Não
costumo fazer afirmações
com base em "achismos",
e, por isso, queria poder embasar
o que penso e digo, adequadamente,
antes de manifestar o que, sem isso,
seria somente uma opinião.
Não é para ser nenhum
paper nem artigo, mas, como prometi,
seguem, abaixo, algumas delas (as
que consegui localizar hoje), mas
creio que dá p/ embasar bem
o que significa quando falo em "animador".
Há
uma certa confusão de funções,
atribuições e tarefas,
porque os termos são usados
indistintamente ao ser referir aos
profissionais que atuam nas comunidades
virtuais, principalmente nas que
se propõem a serem comunidades
de prática, e mais ainda
as de fundo educacional. Para quem
deseje conhecer mais os conceitos
clássicos de comunidades
(sociologia) acho interessante a
leitura de um trabalho, chamado
"Comunidades Virtuais: Uma
abordagem teórica",
de Raquel Recuero (2001). Nele são
apontadas as bases conceituais clássicas,
como o conceito de comunidade de
Ferdinand Tönies, que conceituava
comunidade em oposição
à sociedade. Conceito este
que foi questionado por Durkheim,
que propôs seu próprio
conceito acerca de comunidades.
E ainda fala de Weber, cujo conceito
de comunidade baseia-se na orientação
da ação social, que
se fundamenta em qualquer tipo de
ligação emocional,
afetiva ou tradicional e para quem:
"Chamamos de comunidade a uma
relação social na
medida em que a orientação
da ação social, na
média ou no tipo ideal baseia-se
em um sentido de solidariedade:
o resultado de ligações
emocionais ou tradicionais dos participantes".

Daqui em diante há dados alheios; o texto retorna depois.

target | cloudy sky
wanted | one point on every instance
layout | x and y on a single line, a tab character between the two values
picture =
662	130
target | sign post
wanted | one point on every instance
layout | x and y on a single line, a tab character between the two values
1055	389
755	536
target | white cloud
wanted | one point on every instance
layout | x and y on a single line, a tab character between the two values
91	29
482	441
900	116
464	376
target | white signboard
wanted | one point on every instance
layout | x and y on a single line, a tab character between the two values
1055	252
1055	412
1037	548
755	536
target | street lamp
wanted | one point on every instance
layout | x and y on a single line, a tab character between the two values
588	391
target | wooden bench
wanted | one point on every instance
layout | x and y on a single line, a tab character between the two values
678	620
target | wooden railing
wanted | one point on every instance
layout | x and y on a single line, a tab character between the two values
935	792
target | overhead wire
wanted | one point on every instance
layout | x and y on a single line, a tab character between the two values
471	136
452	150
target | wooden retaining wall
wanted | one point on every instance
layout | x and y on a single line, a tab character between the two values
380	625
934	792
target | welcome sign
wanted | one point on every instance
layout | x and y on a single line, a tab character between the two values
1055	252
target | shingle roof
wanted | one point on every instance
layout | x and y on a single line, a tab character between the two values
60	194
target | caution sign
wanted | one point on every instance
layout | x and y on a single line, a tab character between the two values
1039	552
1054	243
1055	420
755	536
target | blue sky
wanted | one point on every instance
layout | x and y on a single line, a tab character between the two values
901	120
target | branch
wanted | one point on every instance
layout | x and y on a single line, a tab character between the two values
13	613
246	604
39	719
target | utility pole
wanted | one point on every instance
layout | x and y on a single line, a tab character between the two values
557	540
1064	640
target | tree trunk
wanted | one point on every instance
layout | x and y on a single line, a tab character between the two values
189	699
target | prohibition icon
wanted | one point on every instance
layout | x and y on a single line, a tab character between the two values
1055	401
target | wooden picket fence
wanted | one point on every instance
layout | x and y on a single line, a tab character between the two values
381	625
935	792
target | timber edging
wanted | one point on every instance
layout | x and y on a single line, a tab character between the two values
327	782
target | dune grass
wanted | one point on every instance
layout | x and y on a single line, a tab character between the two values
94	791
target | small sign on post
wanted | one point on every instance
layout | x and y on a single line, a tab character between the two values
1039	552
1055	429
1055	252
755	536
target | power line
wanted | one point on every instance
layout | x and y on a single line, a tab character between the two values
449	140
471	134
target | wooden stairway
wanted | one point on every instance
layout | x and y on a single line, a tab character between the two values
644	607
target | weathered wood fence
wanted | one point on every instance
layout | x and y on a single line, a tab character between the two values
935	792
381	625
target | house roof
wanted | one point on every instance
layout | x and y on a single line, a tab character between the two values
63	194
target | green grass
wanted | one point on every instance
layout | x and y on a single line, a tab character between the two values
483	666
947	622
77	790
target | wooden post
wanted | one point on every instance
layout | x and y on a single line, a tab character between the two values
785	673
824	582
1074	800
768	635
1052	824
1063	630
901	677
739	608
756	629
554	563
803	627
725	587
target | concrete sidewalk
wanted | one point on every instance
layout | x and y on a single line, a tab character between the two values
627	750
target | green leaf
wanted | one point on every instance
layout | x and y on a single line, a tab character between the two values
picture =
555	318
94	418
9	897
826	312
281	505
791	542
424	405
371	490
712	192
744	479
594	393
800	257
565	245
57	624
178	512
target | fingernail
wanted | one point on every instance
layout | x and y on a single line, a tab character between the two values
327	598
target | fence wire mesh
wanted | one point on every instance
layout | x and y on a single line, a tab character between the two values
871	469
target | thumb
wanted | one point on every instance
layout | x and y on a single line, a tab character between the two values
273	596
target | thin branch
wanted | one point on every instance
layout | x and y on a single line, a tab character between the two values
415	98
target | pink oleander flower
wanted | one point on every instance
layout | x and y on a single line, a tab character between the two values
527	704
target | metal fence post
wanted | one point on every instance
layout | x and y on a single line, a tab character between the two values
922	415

(1987) É bastante interessante
para quem esteja começando
a estudar o tema.
Mas
creio que, por ora, o que interessa
é esclarecer a figura e função
que considero essencial numa comunidade,
que é a que é chamada
de "animadores de grupos inteligentes",
ou mais conhecidos no "mercado"
como "animadores de comunidades
virtuais". Alguns autores também
se referem à figura como
"moderadores de comunidades
de prática".
O
estudioso de comunidades virtuais
Howard Rheingold (o "cara"
mais coerente que já li sobre
o assunto!) oferece, em seu livro
The Virtual Community (disponível,
gratuitamente, no endereço
www.rheingold.com/vc/book/ , vale
a leitura) foi um dos primeiros
pesquisadores a estudar o tema,
e um dos primeiros a usar o nome
"comunidades virtuais"
(1996, p.20) e é, ele mesmo,
um formador de comunidades virtuais.
Ainda Rheingold é quem questiona
se "pode um site dar certo
sem criar uma comunidade virtual
em torno dele?" Eu levo a questão
mais adiante, não só
sites, mas qualquer trabalho que
use as tecnologias digitais em rede
como veículo PRECISA de uma
comunidade virtual atuante.
Rheingold
afirma que "a comunidade virtual
é um elemento do ciberespaço,
mas é existente apenas enquanto
as pessoas realizarem trocas e estabelecerem
laços sociais" e que
elas, as comunidades "são
agregados sociais que surgem da
rede [Internet], quando uma quantidade
suficiente de gente leva adiante
essas discussões públicas
durante um tempo suficiente, com
suficientes sentimentos humanos,
para formar redes de relações
pessoais no espaço cibernético
[ciberespaço]." (1994)
Na
entrevista de Wilson Azevedo (disponível
em http://www.aquifolium.com.br/educacional/artigos/entruvb.html)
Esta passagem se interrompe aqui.